Avrei potuto corrergli dietro, lo so. Ma cosa avrei dovuto dirgli?
Alex aveva ragione ed io non volevo accettarlo. La nostra non era semplice amicizia e le cose con Christian hanno complicato tutto. Hanno reso ancora più difficile la situazione, più di quanto non la fosse stata già. E questo non faceva altro che confermare la mia teoria. L'avevo perso. Ho perso Alex.
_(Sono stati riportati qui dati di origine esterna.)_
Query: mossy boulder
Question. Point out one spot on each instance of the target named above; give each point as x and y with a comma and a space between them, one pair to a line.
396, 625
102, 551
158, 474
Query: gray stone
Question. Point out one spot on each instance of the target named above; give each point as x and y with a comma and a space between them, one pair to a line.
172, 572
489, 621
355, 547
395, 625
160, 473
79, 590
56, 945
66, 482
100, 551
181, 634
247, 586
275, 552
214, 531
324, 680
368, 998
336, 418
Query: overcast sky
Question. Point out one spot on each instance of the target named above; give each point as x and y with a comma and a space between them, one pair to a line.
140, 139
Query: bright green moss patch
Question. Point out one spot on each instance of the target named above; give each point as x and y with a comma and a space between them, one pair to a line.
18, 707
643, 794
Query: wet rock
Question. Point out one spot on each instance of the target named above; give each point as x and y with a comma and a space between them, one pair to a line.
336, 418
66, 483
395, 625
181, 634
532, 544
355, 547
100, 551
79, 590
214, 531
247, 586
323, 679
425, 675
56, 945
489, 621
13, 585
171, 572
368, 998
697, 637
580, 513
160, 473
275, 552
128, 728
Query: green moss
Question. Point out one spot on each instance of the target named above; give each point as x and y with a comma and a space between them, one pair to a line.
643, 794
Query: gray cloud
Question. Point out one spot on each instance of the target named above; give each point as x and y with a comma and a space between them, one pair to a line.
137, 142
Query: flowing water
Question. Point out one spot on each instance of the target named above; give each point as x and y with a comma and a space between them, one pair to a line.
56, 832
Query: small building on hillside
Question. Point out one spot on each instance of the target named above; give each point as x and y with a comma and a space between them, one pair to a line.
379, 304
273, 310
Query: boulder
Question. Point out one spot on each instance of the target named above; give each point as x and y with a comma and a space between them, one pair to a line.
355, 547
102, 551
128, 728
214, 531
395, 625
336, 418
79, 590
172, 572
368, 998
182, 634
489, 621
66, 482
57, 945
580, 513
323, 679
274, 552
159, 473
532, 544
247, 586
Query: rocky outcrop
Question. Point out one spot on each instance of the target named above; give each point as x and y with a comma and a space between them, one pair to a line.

«Che sonno, mamma mia» sentii dire da Carola, una volta giunta in camera. Ero nascosta tra le mie coperte, nascondendo di conseguenza il mio mal umore.
«Dormi già, Vale?» chiese la ballerina, sedendosi sul suo letto. Scostai il piumone sotto il mio naso, in modo che potessi vederla.
«No» mormorai.
«Cos'è successo?» domandò poi, notando il mio tono di voce.
«Quello che non ti aspetteresti mai» dissi, portandomi le mani sul viso. Mi misi poi a sedere, facendole segno di sedersi accanto a me e così fece.
«Ci sono tante cose che non mi aspetterei da te. Hai saltato la cena, ad esempio» disse.
«Ho mangiato. Alex ha portato la cena da me, qui in camera» dissi.
«Era per te? Pensavo volesse mangiare da solo in camera sua! È stato dolce, non credi? Si è preoccupato» iniziò a parlare, ed io feci una risata amara.
«Ho baciato Christian» sbottai, calando lo sguardo.
«Cosa?! Cosa hai fatto? Oh mio dio» si portò una mano sulla bocca. La guardai, trattenendo un sorriso per la sua reazione.
«E non sei felice? Hai seguito il mio consiglio» continuò.
«L'ho seguito si. Ma avevo ragione io, Ca'. Scegliendone uno, avrei perso l'altro» mormorai e cercai con tutta me stessa di trattenere le lacrime.
«Non lo hai perso. Vedrai che passerà e sarà come se niente fosse successo» disse.
«Non credo sia tutto così semplice» dissi.
«Non potrà tenerti il muso lungo per tutta la vita, lo vedrai tu stessa. Fidati di me» mi accarezzò la spalla con la sua mano. Lo spero tanto, Ca', lo spero tanto. Perché l'idea di vedere Alex come uno sconosciuto, non mi andava giù.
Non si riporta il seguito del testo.